In regards to the name Yahweh a la my Old Testament literature class and notes this past semester: the name Yahweh is the proper name for the God of Abraham, not to be confused with the name "Jehovah". Pious Jews thought it taboo to ever pronounce the name YHWH (no vowels since the words of the Hebrew Bible were written only with consonants) and instead wrote vowels for the Hebrew word Adonai, which means "my lord", underneath the consonants YHWH. Add the consonants of YHWH with the vowel points of Adonai and bam, you've got the starting of the word "Jehovah".

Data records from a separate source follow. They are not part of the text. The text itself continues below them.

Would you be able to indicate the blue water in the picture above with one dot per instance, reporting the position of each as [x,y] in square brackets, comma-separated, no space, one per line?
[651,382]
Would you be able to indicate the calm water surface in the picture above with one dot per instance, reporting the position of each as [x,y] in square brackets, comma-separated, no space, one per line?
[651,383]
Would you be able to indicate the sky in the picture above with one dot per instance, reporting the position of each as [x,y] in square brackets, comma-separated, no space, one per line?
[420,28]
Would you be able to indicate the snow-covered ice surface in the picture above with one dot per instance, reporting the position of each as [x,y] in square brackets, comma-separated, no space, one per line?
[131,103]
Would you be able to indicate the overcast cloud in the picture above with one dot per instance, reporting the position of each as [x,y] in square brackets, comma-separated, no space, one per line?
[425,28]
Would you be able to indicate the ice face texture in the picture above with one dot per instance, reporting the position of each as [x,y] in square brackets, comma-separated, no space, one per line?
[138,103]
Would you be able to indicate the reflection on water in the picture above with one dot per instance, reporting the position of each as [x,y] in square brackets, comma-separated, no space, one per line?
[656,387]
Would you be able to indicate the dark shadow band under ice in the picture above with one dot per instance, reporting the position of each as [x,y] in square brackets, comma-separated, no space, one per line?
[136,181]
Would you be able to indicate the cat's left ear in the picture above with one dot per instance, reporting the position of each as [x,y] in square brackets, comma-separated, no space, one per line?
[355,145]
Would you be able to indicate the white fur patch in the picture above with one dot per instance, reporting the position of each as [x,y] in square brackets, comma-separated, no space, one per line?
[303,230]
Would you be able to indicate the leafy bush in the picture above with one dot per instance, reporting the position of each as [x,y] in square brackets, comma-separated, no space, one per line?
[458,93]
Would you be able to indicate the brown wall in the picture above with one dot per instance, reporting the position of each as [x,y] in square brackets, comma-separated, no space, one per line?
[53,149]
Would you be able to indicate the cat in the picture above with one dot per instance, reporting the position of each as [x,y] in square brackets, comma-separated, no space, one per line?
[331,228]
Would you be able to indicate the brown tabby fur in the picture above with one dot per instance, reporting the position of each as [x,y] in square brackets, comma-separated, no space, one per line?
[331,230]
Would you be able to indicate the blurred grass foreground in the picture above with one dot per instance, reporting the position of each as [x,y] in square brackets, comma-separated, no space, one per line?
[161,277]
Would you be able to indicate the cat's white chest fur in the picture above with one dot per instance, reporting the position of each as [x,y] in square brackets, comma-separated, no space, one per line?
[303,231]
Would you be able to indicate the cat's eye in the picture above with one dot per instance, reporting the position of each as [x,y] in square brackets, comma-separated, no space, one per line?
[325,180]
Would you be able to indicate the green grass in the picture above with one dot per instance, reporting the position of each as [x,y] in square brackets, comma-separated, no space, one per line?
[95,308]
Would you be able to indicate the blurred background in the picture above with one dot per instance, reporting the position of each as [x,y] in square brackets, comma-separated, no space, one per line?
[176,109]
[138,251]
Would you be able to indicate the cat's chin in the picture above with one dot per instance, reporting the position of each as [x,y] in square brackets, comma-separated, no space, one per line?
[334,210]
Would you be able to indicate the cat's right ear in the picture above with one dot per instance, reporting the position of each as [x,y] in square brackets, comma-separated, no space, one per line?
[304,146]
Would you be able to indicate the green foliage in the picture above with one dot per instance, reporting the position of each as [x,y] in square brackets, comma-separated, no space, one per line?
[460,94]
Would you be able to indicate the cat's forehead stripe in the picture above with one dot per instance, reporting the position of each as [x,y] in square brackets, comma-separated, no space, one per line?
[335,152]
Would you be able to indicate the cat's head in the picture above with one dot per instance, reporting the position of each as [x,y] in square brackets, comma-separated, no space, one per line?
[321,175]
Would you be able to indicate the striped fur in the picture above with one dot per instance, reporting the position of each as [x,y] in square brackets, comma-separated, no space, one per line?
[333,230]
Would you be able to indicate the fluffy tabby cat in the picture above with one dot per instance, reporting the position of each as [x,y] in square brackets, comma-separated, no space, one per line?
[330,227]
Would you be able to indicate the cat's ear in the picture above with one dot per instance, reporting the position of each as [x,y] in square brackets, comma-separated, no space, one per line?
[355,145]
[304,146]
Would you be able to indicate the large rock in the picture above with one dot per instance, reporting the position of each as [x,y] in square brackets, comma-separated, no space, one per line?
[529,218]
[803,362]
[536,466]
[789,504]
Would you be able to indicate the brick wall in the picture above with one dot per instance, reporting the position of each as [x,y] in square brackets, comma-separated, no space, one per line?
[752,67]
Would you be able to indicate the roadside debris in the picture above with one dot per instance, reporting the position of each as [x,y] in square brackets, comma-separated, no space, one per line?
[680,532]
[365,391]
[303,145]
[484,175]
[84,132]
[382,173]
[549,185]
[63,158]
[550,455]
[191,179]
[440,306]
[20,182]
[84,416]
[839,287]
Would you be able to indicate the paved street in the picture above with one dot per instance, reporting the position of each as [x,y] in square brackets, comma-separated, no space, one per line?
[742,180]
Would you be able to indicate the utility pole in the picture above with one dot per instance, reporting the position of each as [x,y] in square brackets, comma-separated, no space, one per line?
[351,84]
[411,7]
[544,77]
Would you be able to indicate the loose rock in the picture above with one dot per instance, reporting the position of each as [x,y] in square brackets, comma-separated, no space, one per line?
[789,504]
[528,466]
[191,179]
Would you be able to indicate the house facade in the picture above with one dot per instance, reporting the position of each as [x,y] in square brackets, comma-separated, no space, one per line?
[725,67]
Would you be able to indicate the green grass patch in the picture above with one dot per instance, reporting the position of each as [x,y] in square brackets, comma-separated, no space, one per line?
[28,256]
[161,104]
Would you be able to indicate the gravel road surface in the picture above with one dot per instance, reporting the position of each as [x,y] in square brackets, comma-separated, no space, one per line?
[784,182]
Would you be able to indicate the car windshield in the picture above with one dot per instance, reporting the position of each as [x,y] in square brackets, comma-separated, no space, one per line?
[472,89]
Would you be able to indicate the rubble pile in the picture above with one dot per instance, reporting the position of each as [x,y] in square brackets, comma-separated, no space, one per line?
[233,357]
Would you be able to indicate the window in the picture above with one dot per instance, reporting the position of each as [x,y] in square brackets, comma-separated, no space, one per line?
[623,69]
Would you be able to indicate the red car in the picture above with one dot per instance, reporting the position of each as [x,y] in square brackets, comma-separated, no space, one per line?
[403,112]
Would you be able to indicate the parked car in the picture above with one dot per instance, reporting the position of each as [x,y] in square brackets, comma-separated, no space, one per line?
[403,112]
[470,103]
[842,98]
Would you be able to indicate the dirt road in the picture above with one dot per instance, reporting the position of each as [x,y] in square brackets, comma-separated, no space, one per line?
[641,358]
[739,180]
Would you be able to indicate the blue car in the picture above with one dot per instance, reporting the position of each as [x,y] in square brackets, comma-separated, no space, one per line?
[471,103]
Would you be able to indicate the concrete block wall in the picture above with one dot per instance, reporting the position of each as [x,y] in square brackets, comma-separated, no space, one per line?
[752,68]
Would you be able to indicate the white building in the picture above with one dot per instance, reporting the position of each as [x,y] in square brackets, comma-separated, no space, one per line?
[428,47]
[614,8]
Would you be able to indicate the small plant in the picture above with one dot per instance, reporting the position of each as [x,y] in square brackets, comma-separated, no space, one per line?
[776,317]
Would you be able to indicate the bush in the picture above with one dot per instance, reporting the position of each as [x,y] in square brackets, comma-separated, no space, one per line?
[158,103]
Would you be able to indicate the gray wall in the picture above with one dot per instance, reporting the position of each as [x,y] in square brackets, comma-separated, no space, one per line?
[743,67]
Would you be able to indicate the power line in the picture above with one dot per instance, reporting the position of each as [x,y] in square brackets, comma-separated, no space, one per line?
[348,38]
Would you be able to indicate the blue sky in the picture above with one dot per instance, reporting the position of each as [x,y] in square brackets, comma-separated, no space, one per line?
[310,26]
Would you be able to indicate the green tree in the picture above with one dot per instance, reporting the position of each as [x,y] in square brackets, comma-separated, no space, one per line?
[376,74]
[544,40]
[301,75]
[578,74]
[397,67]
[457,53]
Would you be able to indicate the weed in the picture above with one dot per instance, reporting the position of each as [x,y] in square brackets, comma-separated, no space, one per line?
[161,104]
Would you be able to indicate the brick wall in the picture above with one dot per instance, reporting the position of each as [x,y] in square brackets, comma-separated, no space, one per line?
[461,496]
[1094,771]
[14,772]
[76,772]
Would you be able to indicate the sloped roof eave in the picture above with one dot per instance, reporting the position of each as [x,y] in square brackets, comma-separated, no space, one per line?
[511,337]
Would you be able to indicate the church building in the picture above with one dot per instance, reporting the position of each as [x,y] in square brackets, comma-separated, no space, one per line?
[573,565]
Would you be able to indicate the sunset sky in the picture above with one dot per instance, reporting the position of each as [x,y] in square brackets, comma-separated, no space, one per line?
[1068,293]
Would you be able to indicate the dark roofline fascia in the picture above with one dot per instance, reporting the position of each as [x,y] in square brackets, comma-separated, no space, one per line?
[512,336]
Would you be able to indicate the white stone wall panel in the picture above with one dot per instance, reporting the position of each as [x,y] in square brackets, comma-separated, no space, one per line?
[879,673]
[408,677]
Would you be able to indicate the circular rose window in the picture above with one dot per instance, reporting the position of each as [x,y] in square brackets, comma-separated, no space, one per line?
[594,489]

Back to what I was saying earlier though, about NT vs. OT relavency: I asked my New Testament lit teacher today what he thought about NT work superceding in certain areas over what the OT said, and he responded somewhat like you said Charlie. While the OT does speak of war, Christ seems much more pacifistic. The two works work in hand to flesh each other out--basically leaving you and me to come up with our own Biblicly based response.

JGanschow said...

All very good points. I am of the understanding that since we are living in the New Convenant, and that Jesus came to redeem and reveal God's truth (since we mere humans weren't "getting it" at the time), that what HE taught about loving your neighbor, enemy, and everyone in between is the true will of God. Therefore, non-violence should always be the answer. However, non-involvement can lead to corruption or war in itself.

"Now, we must all fear evil men. But there is another kind of evil which we must fear most, and that is the indifference of good men." -the boondock saints

ckd said...

"All that is necessarily for the triumph of evil, is for good men to do nothing."